While the first conference attracted 70 people the second held at the Shedd Aquarium, attracted 200.

In 1995 we added an August/September Volunteer Recruitment Campaign to our strategy, working with Chicago Access TV and several partners to promote tutoring/mentoring during August when every program was looking for volunteers.

By 1997 we were recognized well enough to be invited to host a "Teaching Example" booth at the President's Summit for America's Future, held in Philadelphia. I was one of 10 people representing Chicago at the event. We had developed a year-round strategy for supporting tutor/mentor programs throughout the region, which is described in this video.

Unfortunately, this strategy was never embraced by city leaders nor consistently funded.
We have never had more than $150,000 in a single year to support everything the Tutor/Mentor Connection has been doing, which is an insignificant amount of money in the third largest city in the country. The T/MC depended on volunteers and organizational partners doing what they could, when they could.

This list of "helpers" was compiled in late 2000 to show people who helped in the first decade. In 1999 our major sponsor, the Montgomery Ward Corporation, began to down size and we were forced to move from donated space in the corporate headquarters to rented space in the Cabrini Green area. In 2000 when Wards went out of business we also lost their $40-$50,000 per year financial support. The dot-com financial bust in the 1999-2001 period was followed by the 9/11 attack, and a decade of financial challenges that led in 2011 to the Tutor/Mentor Connection separating from the Cabrini Connections program.

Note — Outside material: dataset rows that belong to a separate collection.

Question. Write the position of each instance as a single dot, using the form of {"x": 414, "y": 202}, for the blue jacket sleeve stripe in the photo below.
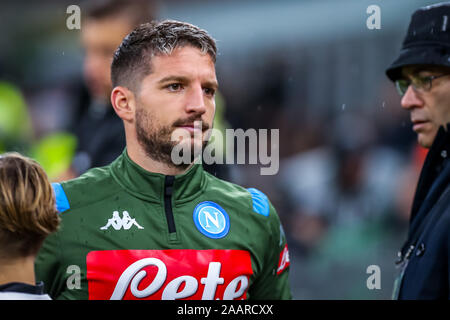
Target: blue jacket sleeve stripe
{"x": 62, "y": 204}
{"x": 260, "y": 202}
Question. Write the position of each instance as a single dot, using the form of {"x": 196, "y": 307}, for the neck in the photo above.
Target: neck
{"x": 17, "y": 270}
{"x": 138, "y": 156}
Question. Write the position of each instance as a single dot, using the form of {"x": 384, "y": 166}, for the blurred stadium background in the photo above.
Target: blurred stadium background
{"x": 312, "y": 69}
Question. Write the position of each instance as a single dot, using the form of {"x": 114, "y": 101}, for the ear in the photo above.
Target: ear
{"x": 123, "y": 102}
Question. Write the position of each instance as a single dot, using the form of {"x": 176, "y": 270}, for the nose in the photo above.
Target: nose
{"x": 411, "y": 99}
{"x": 196, "y": 100}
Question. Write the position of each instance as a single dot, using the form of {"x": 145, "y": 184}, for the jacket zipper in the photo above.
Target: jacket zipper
{"x": 168, "y": 188}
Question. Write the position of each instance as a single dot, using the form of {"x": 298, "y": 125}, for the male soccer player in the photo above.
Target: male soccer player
{"x": 422, "y": 76}
{"x": 183, "y": 233}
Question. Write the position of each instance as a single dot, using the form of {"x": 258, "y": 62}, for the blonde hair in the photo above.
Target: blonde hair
{"x": 27, "y": 206}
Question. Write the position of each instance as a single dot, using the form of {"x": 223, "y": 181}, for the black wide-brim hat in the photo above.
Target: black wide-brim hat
{"x": 427, "y": 41}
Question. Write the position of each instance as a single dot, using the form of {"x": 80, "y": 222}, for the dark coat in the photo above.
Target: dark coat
{"x": 426, "y": 275}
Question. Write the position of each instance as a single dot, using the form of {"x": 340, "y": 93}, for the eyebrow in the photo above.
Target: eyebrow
{"x": 213, "y": 84}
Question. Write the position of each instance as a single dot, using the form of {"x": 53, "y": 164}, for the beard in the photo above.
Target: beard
{"x": 156, "y": 140}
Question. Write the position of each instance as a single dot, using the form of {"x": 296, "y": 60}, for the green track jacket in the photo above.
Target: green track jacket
{"x": 128, "y": 233}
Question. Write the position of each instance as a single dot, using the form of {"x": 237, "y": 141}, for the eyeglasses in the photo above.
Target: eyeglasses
{"x": 419, "y": 83}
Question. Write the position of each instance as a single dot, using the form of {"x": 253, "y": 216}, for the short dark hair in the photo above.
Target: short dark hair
{"x": 137, "y": 11}
{"x": 131, "y": 61}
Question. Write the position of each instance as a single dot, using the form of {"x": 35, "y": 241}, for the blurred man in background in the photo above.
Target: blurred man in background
{"x": 99, "y": 132}
{"x": 422, "y": 76}
{"x": 27, "y": 216}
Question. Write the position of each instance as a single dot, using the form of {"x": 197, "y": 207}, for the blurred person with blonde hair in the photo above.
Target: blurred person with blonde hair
{"x": 27, "y": 216}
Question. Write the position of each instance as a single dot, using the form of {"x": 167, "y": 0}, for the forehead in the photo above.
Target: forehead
{"x": 187, "y": 59}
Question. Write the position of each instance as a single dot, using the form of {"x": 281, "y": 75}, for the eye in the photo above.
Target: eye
{"x": 174, "y": 87}
{"x": 209, "y": 91}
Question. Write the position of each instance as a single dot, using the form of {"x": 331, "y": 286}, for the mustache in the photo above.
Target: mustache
{"x": 190, "y": 121}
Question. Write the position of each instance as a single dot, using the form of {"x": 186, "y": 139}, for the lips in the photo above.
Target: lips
{"x": 419, "y": 124}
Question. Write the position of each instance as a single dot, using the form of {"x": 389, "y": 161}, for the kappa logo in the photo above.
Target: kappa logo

Despite these challenges, I've continued to try to provide regular attention to the needs of youth and the potential offered by well-organized non-school tutor/mentor programs. I've continued to invite people to gather in spring and fall conferences, and in on-line forums or face to face conversations.

The chart below shows attendance from 2001-2010. Since then conference attendance has ranged from 75 to 100 per conference, and around 150 total participants each year. At the same time web site traffic has continued to grow, with more than 150,000 visitors to our various web sites each year.

Visit this page on the Tutor/Mentor Conference web site and view videos showing what participants of past conferences had to say about the conference.

If you browse through the articles I've posted on this blog, or the pages of the Tutor/Mentor Institute, LLC web site, you'll see that I have been consistent to the goals we established when we created the Tutor/Mentor Connection in 1993 and launched the first conference in May 1994.

The next conference is tomorrow, November 4, at the Metcalfe Federal Building. Pr-registration is close to 100 but we hope a few more will attend.

We'll be focusing on the same question I've been focusing on since 1975. What are all of the things we need to do to make constantly improving tutor/mentor programs available to youth in all high poverty neighborhoods, and to engage more people in figuring out ways to assure that every child born in Chicago today is starting a job/career in 25-30 years.